Corporate sponsorship of sporting events will become more targeted and less “one-dimensional” as major companies look to cut costs during the recession, according to one of the country’s leading sports lawyers.
James Earl, an associate in the sport team at Top 50 law firm Clarke Willmott – which has offices in Birmingham, Bristol, London, Southampton and Taunton – says a “sponsorship crunch” is now underway as financial support for sporting events comes under ever closer scrutiny in UK boardrooms.
“It’s definitely a buyer’s market at the moment,” says Mr Earl, whose firm represents several of the country’s leading football, rugby and cricket teams.
“AIG has just announced it will not be renewing its shirt sponsorship deal with Manchester United while Credit Suisse has pulled out of its deal with the BMW Sauber F1 team. Meanwhile in the case of West Ham United, the club was forced to look for a new shirt sponsor after XL Holidays went into administration.
“The downturn is trimming the fat from corporate budgets and every spend is being much more closely scrutinised than it was even six months ago, in order to gain maximum value.
“Sports sponsorship will become much more targeted and highly leveraged, and less one-dimensional, in terms of the traditional routes which have been used such as corporate hospitality and advertising hoardings.
“In the current climate it is not enough for companies simply to find a six to eight figure sum – they will want to do far more groundwork to gain a clear understanding of the demographic they are trying to reach in order to increase brand awareness.
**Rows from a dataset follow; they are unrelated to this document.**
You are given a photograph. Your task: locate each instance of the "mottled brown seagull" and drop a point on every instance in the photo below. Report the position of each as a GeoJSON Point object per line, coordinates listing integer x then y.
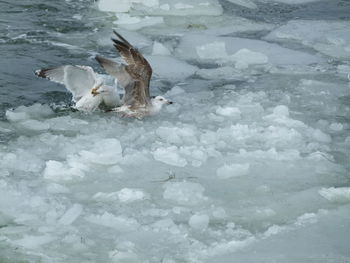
{"type": "Point", "coordinates": [135, 79]}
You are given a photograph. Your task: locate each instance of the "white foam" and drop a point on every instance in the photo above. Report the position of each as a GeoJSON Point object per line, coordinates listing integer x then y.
{"type": "Point", "coordinates": [160, 49]}
{"type": "Point", "coordinates": [169, 155]}
{"type": "Point", "coordinates": [328, 37]}
{"type": "Point", "coordinates": [222, 49]}
{"type": "Point", "coordinates": [229, 112]}
{"type": "Point", "coordinates": [232, 170]}
{"type": "Point", "coordinates": [185, 193]}
{"type": "Point", "coordinates": [119, 223]}
{"type": "Point", "coordinates": [336, 195]}
{"type": "Point", "coordinates": [245, 3]}
{"type": "Point", "coordinates": [71, 214]}
{"type": "Point", "coordinates": [170, 68]}
{"type": "Point", "coordinates": [199, 221]}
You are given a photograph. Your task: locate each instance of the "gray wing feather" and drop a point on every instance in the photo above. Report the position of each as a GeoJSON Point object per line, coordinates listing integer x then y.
{"type": "Point", "coordinates": [135, 76]}
{"type": "Point", "coordinates": [79, 80]}
{"type": "Point", "coordinates": [116, 70]}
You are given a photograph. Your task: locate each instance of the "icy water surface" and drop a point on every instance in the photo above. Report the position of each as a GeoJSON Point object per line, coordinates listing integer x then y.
{"type": "Point", "coordinates": [250, 164]}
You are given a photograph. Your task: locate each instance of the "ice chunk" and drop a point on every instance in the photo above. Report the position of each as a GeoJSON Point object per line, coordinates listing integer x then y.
{"type": "Point", "coordinates": [120, 223]}
{"type": "Point", "coordinates": [34, 242]}
{"type": "Point", "coordinates": [123, 5]}
{"type": "Point", "coordinates": [169, 155]}
{"type": "Point", "coordinates": [54, 188]}
{"type": "Point", "coordinates": [214, 50]}
{"type": "Point", "coordinates": [112, 6]}
{"type": "Point", "coordinates": [336, 195]}
{"type": "Point", "coordinates": [130, 195]}
{"type": "Point", "coordinates": [245, 3]}
{"type": "Point", "coordinates": [171, 68]}
{"type": "Point", "coordinates": [185, 193]}
{"type": "Point", "coordinates": [296, 2]}
{"type": "Point", "coordinates": [321, 136]}
{"type": "Point", "coordinates": [328, 37]}
{"type": "Point", "coordinates": [118, 256]}
{"type": "Point", "coordinates": [208, 47]}
{"type": "Point", "coordinates": [229, 112]}
{"type": "Point", "coordinates": [177, 135]}
{"type": "Point", "coordinates": [166, 225]}
{"type": "Point", "coordinates": [105, 151]}
{"type": "Point", "coordinates": [233, 170]}
{"type": "Point", "coordinates": [160, 49]}
{"type": "Point", "coordinates": [228, 73]}
{"type": "Point", "coordinates": [135, 23]}
{"type": "Point", "coordinates": [58, 171]}
{"type": "Point", "coordinates": [245, 57]}
{"type": "Point", "coordinates": [181, 8]}
{"type": "Point", "coordinates": [35, 125]}
{"type": "Point", "coordinates": [336, 126]}
{"type": "Point", "coordinates": [71, 215]}
{"type": "Point", "coordinates": [35, 111]}
{"type": "Point", "coordinates": [199, 221]}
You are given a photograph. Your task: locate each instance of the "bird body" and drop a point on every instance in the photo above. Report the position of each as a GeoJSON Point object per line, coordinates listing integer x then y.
{"type": "Point", "coordinates": [89, 92]}
{"type": "Point", "coordinates": [87, 88]}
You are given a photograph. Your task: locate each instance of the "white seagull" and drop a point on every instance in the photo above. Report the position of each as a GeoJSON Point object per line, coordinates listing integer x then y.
{"type": "Point", "coordinates": [87, 88]}
{"type": "Point", "coordinates": [135, 79]}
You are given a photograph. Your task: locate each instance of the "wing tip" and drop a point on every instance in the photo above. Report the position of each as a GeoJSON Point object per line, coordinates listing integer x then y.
{"type": "Point", "coordinates": [41, 73]}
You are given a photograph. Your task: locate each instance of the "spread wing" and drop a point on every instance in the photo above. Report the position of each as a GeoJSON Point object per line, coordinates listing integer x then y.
{"type": "Point", "coordinates": [79, 80]}
{"type": "Point", "coordinates": [135, 76]}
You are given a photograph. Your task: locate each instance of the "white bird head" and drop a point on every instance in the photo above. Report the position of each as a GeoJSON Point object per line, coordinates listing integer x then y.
{"type": "Point", "coordinates": [158, 102]}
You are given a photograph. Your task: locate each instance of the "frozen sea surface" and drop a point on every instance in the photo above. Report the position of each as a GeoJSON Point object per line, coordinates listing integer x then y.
{"type": "Point", "coordinates": [250, 164]}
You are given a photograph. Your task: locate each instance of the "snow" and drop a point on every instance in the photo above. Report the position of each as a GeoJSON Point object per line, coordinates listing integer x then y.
{"type": "Point", "coordinates": [199, 222]}
{"type": "Point", "coordinates": [249, 161]}
{"type": "Point", "coordinates": [339, 194]}
{"type": "Point", "coordinates": [160, 49]}
{"type": "Point", "coordinates": [170, 68]}
{"type": "Point", "coordinates": [71, 215]}
{"type": "Point", "coordinates": [184, 193]}
{"type": "Point", "coordinates": [232, 170]}
{"type": "Point", "coordinates": [245, 3]}
{"type": "Point", "coordinates": [240, 50]}
{"type": "Point", "coordinates": [129, 22]}
{"type": "Point", "coordinates": [328, 37]}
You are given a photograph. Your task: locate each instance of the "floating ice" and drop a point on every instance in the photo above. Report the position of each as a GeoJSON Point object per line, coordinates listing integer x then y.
{"type": "Point", "coordinates": [58, 171]}
{"type": "Point", "coordinates": [119, 223]}
{"type": "Point", "coordinates": [135, 23]}
{"type": "Point", "coordinates": [232, 170]}
{"type": "Point", "coordinates": [169, 155]}
{"type": "Point", "coordinates": [105, 151]}
{"type": "Point", "coordinates": [336, 195]}
{"type": "Point", "coordinates": [194, 46]}
{"type": "Point", "coordinates": [33, 242]}
{"type": "Point", "coordinates": [130, 195]}
{"type": "Point", "coordinates": [160, 49]}
{"type": "Point", "coordinates": [71, 215]}
{"type": "Point", "coordinates": [331, 38]}
{"type": "Point", "coordinates": [181, 8]}
{"type": "Point", "coordinates": [170, 68]}
{"type": "Point", "coordinates": [229, 112]}
{"type": "Point", "coordinates": [199, 221]}
{"type": "Point", "coordinates": [185, 193]}
{"type": "Point", "coordinates": [244, 3]}
{"type": "Point", "coordinates": [245, 57]}
{"type": "Point", "coordinates": [24, 113]}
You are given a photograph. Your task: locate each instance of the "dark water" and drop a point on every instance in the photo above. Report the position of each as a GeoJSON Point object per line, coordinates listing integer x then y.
{"type": "Point", "coordinates": [31, 31]}
{"type": "Point", "coordinates": [28, 30]}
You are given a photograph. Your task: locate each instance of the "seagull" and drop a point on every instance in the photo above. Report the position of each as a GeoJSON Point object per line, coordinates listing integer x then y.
{"type": "Point", "coordinates": [135, 79]}
{"type": "Point", "coordinates": [87, 88]}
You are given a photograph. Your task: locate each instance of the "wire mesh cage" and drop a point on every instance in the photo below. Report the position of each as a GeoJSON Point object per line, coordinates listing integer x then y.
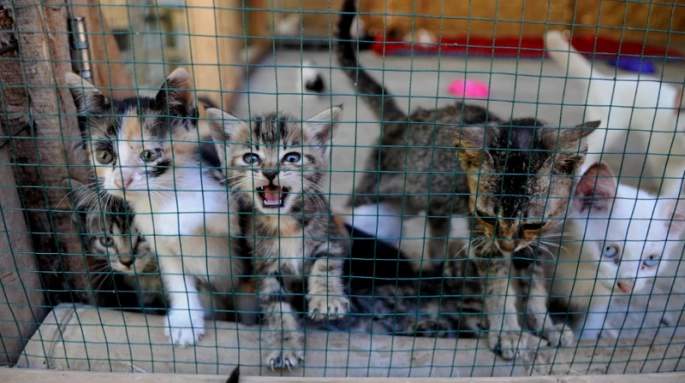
{"type": "Point", "coordinates": [394, 188]}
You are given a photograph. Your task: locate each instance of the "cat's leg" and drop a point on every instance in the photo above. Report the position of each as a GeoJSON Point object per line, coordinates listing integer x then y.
{"type": "Point", "coordinates": [326, 296]}
{"type": "Point", "coordinates": [284, 342]}
{"type": "Point", "coordinates": [185, 322]}
{"type": "Point", "coordinates": [505, 334]}
{"type": "Point", "coordinates": [537, 315]}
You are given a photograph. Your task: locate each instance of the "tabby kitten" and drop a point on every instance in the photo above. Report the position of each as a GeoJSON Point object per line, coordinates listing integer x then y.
{"type": "Point", "coordinates": [516, 180]}
{"type": "Point", "coordinates": [120, 258]}
{"type": "Point", "coordinates": [145, 151]}
{"type": "Point", "coordinates": [276, 166]}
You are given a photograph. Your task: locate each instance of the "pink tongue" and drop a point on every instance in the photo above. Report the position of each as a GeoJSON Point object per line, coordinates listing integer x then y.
{"type": "Point", "coordinates": [272, 195]}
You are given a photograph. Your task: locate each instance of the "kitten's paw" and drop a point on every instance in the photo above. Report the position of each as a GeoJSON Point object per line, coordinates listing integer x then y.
{"type": "Point", "coordinates": [285, 359]}
{"type": "Point", "coordinates": [516, 345]}
{"type": "Point", "coordinates": [561, 335]}
{"type": "Point", "coordinates": [332, 307]}
{"type": "Point", "coordinates": [184, 328]}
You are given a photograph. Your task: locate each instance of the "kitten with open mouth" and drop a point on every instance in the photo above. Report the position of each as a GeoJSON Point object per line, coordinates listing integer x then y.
{"type": "Point", "coordinates": [276, 165]}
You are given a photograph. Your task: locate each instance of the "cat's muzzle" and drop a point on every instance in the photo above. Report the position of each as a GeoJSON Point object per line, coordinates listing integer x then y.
{"type": "Point", "coordinates": [273, 196]}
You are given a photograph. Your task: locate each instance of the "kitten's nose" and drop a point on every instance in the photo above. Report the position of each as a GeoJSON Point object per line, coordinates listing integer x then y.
{"type": "Point", "coordinates": [126, 261]}
{"type": "Point", "coordinates": [624, 286]}
{"type": "Point", "coordinates": [270, 175]}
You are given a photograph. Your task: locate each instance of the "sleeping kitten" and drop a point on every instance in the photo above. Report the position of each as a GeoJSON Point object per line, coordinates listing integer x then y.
{"type": "Point", "coordinates": [638, 109]}
{"type": "Point", "coordinates": [119, 258]}
{"type": "Point", "coordinates": [516, 180]}
{"type": "Point", "coordinates": [620, 239]}
{"type": "Point", "coordinates": [276, 166]}
{"type": "Point", "coordinates": [145, 151]}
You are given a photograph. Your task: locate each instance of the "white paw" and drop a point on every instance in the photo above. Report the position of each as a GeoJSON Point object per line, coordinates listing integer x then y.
{"type": "Point", "coordinates": [333, 307]}
{"type": "Point", "coordinates": [516, 345]}
{"type": "Point", "coordinates": [184, 327]}
{"type": "Point", "coordinates": [285, 359]}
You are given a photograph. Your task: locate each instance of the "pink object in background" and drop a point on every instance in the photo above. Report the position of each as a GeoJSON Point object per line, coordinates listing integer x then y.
{"type": "Point", "coordinates": [469, 89]}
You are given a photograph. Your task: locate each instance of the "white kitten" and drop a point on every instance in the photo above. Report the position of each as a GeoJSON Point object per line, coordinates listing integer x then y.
{"type": "Point", "coordinates": [641, 110]}
{"type": "Point", "coordinates": [618, 241]}
{"type": "Point", "coordinates": [148, 154]}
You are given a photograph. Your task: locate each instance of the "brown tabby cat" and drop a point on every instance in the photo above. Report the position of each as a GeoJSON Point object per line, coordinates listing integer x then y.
{"type": "Point", "coordinates": [275, 165]}
{"type": "Point", "coordinates": [515, 179]}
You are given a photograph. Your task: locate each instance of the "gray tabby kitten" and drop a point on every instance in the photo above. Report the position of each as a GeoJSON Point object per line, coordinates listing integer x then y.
{"type": "Point", "coordinates": [119, 258]}
{"type": "Point", "coordinates": [276, 165]}
{"type": "Point", "coordinates": [516, 178]}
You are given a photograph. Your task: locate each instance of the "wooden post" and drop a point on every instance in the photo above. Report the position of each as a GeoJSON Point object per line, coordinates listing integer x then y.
{"type": "Point", "coordinates": [38, 115]}
{"type": "Point", "coordinates": [109, 71]}
{"type": "Point", "coordinates": [215, 46]}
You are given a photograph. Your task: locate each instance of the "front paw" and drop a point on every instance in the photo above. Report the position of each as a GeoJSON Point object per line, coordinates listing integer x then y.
{"type": "Point", "coordinates": [516, 345]}
{"type": "Point", "coordinates": [285, 359]}
{"type": "Point", "coordinates": [184, 327]}
{"type": "Point", "coordinates": [561, 335]}
{"type": "Point", "coordinates": [332, 307]}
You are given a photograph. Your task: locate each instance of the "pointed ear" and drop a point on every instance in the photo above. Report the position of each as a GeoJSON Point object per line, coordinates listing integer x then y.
{"type": "Point", "coordinates": [224, 128]}
{"type": "Point", "coordinates": [176, 94]}
{"type": "Point", "coordinates": [471, 142]}
{"type": "Point", "coordinates": [673, 212]}
{"type": "Point", "coordinates": [322, 127]}
{"type": "Point", "coordinates": [596, 188]}
{"type": "Point", "coordinates": [88, 99]}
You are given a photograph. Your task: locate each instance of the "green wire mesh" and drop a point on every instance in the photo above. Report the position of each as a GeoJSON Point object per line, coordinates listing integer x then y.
{"type": "Point", "coordinates": [154, 39]}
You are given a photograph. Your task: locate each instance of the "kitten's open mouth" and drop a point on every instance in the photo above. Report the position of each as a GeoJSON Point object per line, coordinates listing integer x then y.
{"type": "Point", "coordinates": [273, 196]}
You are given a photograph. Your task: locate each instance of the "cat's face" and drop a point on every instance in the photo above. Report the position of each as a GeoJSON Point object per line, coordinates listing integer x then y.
{"type": "Point", "coordinates": [274, 160]}
{"type": "Point", "coordinates": [134, 144]}
{"type": "Point", "coordinates": [520, 176]}
{"type": "Point", "coordinates": [630, 233]}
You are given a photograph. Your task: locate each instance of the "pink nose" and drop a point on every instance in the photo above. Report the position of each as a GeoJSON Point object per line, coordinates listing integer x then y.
{"type": "Point", "coordinates": [117, 183]}
{"type": "Point", "coordinates": [625, 287]}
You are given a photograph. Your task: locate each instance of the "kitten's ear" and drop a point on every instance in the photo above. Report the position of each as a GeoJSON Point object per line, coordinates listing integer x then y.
{"type": "Point", "coordinates": [176, 94]}
{"type": "Point", "coordinates": [224, 128]}
{"type": "Point", "coordinates": [471, 141]}
{"type": "Point", "coordinates": [88, 99]}
{"type": "Point", "coordinates": [679, 103]}
{"type": "Point", "coordinates": [322, 127]}
{"type": "Point", "coordinates": [673, 211]}
{"type": "Point", "coordinates": [596, 188]}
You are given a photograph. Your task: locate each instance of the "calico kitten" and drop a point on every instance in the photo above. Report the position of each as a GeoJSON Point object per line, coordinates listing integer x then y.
{"type": "Point", "coordinates": [276, 166]}
{"type": "Point", "coordinates": [618, 241]}
{"type": "Point", "coordinates": [120, 258]}
{"type": "Point", "coordinates": [635, 108]}
{"type": "Point", "coordinates": [145, 151]}
{"type": "Point", "coordinates": [516, 179]}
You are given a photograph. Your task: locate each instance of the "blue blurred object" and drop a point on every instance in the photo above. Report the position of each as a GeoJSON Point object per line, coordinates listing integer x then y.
{"type": "Point", "coordinates": [633, 64]}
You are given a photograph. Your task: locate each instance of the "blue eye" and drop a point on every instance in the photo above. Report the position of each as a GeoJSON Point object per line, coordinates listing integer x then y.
{"type": "Point", "coordinates": [251, 158]}
{"type": "Point", "coordinates": [651, 261]}
{"type": "Point", "coordinates": [292, 157]}
{"type": "Point", "coordinates": [610, 252]}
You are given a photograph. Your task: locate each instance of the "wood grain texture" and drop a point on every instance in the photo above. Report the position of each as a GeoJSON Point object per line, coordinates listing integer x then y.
{"type": "Point", "coordinates": [31, 79]}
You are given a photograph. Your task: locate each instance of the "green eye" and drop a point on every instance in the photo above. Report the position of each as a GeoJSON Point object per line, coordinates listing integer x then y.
{"type": "Point", "coordinates": [250, 158]}
{"type": "Point", "coordinates": [104, 156]}
{"type": "Point", "coordinates": [107, 241]}
{"type": "Point", "coordinates": [292, 157]}
{"type": "Point", "coordinates": [151, 155]}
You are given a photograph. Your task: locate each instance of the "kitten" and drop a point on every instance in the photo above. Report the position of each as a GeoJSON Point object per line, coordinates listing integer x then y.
{"type": "Point", "coordinates": [145, 151]}
{"type": "Point", "coordinates": [516, 180]}
{"type": "Point", "coordinates": [119, 257]}
{"type": "Point", "coordinates": [618, 241]}
{"type": "Point", "coordinates": [276, 166]}
{"type": "Point", "coordinates": [639, 109]}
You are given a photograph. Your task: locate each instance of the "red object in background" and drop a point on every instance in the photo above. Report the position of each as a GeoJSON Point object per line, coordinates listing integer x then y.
{"type": "Point", "coordinates": [520, 47]}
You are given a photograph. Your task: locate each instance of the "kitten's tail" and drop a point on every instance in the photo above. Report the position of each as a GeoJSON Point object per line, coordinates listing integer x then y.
{"type": "Point", "coordinates": [570, 60]}
{"type": "Point", "coordinates": [378, 98]}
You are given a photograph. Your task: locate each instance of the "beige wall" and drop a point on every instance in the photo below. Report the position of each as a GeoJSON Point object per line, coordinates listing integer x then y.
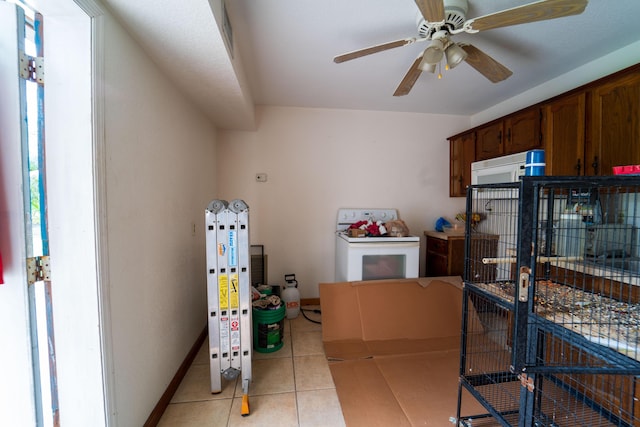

This is also a real challenge for rights holders, who will have to be increasingly ‘savvy’ to deliver return on investment for sponsors.”
Mr Earl says sporting institutions will also be looking for new sources of sponsorship cash in regions such as the Middle East and Far East over the coming years.
He commented: “In general terms wealth is moving east, and this is also where the markets are growing fastest.
“Of course this process began before the global economic downturn, but what has happened recently in football with the takeover at Manchester City, and in cricket with the formation of the Indian Premier League, merely reinforces the fact.
“However despite the changed circumstances, when an arrangement works very well, major deals will continue be renewed, as we have seen with RBS’ extension of its Six Nations rugby sponsorship. Likewise an iconic global brand such as Manchester United will never struggle to find a sponsor.”